Dealing with Agnes
These are interesting times—no doubt about it… lots of drama and darkness in high places, and it’s so easy to get all swept up. Whether it’s Rachel Maddow, Sean Hannity, Blitzer or Colbert, discussions in the media are often about what went wrong on any given day and who is to blame. Much less fashionable are talking points on what actually might work to support the greater good, regardless of political persuasion. And speaking of what might work to support the greater good, I’ve been thinking about that topic for a while now. I even wrote a book about starting a new love story on planet earth. A pretty lofty goal, I know. But, even so, what’s stopping us?
Today, I had an unfortunate encounter with a woman (we’ll call her Agnes) who manages the apartment next door to me. My neighbor, her client, is rarely here and so between the two of us, we look after the place. Being familiar with Agnes’s disagreeable temperament I try to steer clear of her, but sometimes contact is unavoidable. That was the case this morning. There was a minor incident that occurred in the unit a few days ago, and Agnes was hell bent on projecting the blame my way. Her communication came in a stream of text messages that accelerated with all of my attempts to reason with her. The more attached I was to wanting her to ‘get it,’ the more committed she was to making me guilty. I allowed this bantering to take up the better part of my morning until I finally realized I was participating in a no-win drama. As with the pundits and talking heads, my conversation with Agnes was all about what had gone wrong and who was to blame.
It took me a while, but eventually I saw that we both needed a solution-based approach, meaning I had to let go of any need to make Agnes wrong. Could I set my boundaries while mustering up some compassion for this seemingly lost soul? What would an appropriate strategy look like? It had been a bonus to have access to my neighbor’s unit. With his permission, I could use his digs occasionally—or even just borrow an item or two. Now, the cost of that liberty seemed to be outweighing its benefits.
Suddenly the solution was a no-brainer. I contacted the owner and advised him that I felt like there were “too many cooks in the kitchen,” so I would be returning my key to his place. Agnes could be in charge. When delivering the news to Agnes I apologized for any inconvenience that I had caused, wished her the very best in all phases of her life—and meant it. I flagged that text as the final message between us so we could change the channel and stop the negativity. Finally, I blocked her number from my phone. Done. There would be no more toxic messages from Agnes and I felt so utterly free. Why hadn’t I done it sooner?
I once wrote an article titled Will Love Win? https://www.huffingtonpost.com/entry/will-love-win_us_58a32f9ee4b0cd37efcfed75. It went live on Huffington Post just after the 2016 election, an event which seemed to provoke lots of ‘not loving’ behavior. Look. I know this ‘creating-a-new-love-story-on-planet-earth’ business is tricky at best, and woo woo at worst. Even so. What is our alternative—to keep bickering with Agnes? Instead, how can we open our hearts to her without letting her flatten us with her high-heeled-shoes? How can we “let love win?”
In my latest book, Self-Belonging (to be published in the spring, 2019) I include a poem written by David Whyte, internationally revered poet and philosopher. In Sweet Darkness, he states “Anyone or anything that does not bring you alive is too small for you.” Of course, you can’t blame the person (or the thing) for not bringing you alive, s/he’s just doing what s/he does. And something may jolt you into realizing that you don’t have to be there while s/he’s doing it (or tune into the news broadcasting the story about what s/he’s doing or not doing).

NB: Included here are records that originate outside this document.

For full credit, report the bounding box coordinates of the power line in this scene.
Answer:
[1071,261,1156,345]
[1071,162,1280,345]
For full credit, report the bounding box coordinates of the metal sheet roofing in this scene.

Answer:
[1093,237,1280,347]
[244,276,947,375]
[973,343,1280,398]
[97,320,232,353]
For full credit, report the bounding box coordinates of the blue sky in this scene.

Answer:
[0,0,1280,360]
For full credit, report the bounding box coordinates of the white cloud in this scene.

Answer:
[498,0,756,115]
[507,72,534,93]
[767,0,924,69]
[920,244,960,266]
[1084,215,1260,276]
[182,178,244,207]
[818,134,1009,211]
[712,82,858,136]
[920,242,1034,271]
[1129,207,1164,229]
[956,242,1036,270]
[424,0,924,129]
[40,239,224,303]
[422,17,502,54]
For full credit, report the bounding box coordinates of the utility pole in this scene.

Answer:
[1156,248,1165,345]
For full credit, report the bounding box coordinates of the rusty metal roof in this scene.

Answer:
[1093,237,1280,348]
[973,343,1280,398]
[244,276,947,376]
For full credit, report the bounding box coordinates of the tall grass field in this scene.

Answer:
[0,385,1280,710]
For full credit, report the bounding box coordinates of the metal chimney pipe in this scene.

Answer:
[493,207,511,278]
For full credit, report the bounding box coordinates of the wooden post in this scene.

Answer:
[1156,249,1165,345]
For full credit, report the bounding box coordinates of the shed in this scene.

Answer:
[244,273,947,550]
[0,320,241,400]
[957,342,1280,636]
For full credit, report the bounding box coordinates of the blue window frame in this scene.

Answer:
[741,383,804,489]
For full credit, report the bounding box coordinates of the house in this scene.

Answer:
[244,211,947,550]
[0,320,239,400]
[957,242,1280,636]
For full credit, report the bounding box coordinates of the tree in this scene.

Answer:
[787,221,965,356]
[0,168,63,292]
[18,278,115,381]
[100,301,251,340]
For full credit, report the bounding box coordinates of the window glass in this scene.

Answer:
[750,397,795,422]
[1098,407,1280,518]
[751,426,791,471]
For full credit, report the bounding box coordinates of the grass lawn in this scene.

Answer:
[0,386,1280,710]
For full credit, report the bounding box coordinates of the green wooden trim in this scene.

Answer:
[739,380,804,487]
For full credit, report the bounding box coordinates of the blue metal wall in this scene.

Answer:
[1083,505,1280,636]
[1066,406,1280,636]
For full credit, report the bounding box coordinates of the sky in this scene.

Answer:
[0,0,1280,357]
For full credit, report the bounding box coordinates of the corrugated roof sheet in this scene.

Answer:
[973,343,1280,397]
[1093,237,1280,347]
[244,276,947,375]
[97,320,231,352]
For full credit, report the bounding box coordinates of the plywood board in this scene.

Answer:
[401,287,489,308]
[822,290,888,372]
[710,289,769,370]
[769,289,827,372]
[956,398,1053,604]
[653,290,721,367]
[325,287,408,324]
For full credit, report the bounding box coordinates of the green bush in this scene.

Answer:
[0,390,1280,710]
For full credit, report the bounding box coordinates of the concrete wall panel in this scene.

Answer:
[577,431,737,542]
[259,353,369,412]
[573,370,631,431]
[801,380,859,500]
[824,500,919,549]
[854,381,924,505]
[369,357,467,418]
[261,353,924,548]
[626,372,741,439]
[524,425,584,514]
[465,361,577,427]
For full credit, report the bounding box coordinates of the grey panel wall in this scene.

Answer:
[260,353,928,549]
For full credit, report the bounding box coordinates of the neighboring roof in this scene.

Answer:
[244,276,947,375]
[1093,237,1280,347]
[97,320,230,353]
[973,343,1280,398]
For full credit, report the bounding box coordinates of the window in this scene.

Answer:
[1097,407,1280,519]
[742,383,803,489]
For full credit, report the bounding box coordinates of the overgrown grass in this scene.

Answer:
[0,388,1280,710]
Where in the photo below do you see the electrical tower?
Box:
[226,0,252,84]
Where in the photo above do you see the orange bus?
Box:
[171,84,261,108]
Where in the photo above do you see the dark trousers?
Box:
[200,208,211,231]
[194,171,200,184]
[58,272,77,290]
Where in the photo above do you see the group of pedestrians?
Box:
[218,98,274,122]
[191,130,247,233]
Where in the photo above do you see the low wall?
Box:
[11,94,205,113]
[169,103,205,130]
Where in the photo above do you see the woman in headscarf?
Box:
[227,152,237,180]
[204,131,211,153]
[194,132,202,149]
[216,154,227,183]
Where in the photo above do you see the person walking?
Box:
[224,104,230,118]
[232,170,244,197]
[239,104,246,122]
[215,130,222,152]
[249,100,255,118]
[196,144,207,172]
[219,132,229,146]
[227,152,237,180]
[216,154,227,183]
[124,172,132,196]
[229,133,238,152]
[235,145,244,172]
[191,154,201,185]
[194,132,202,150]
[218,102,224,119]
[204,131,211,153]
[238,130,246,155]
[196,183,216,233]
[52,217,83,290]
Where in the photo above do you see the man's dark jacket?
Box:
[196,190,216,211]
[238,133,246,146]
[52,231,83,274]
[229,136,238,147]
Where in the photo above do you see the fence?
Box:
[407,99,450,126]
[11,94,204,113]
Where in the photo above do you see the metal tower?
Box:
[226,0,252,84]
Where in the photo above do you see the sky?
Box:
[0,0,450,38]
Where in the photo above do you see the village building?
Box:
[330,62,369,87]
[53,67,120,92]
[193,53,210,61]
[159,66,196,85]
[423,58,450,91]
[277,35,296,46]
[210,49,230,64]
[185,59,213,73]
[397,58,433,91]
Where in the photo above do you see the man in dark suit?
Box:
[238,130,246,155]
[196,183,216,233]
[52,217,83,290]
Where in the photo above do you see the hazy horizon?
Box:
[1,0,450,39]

And so, while living amidst the salty storms on the political seas for the second time (I was a young adult during the Watergate fiasco in the early seventies), I repeatedly ask myself the same question: With all of the chaos and corruption happening on the planet (including episodes like the one I had with Agnes), is it possible for me to participate in a sweeping shift in consciousness, where all of the forces of good will eclipse the evil that repeatedly threatens to overrule humanity’s chances for expansion? And in the process can I avoid devoting any attention to those people, places, situations, and circumstances that “do not bring me alive?”
It might be interesting to note that just after writing a draft of this blog, which I’d intended to publish before the weekend, my computer crashed. For a writer, who hasn’t been without a keyboard for over 25 years, it was an interesting few days. I live in a pretty remote area and buying a new computer over Labor Day weekend was a nearly impossible task. So instead I cleaned closets, went hiking, watched sunsets, and contemplated my ‘adventures with Agnes,’ while sending a little compassion her way. Guess what appeared on my threshold yesterday morning? I opened the door to a gorgeous bouquet of white flowers (my favorite)— hydrangeas, tulips, and roses. They were from Agnes.
A number of years ago I was given a directive by a much-admired professor. She said, “Have as many conscious conversations as you can. Avoid being sanctimonious and self-righteous. Talk about things that matter and avoid things that don’t. Use discernment. You know what to do. Now go do it.” I’ve been attempting to have those conversations ever since, and am looking forward to having many more--with you.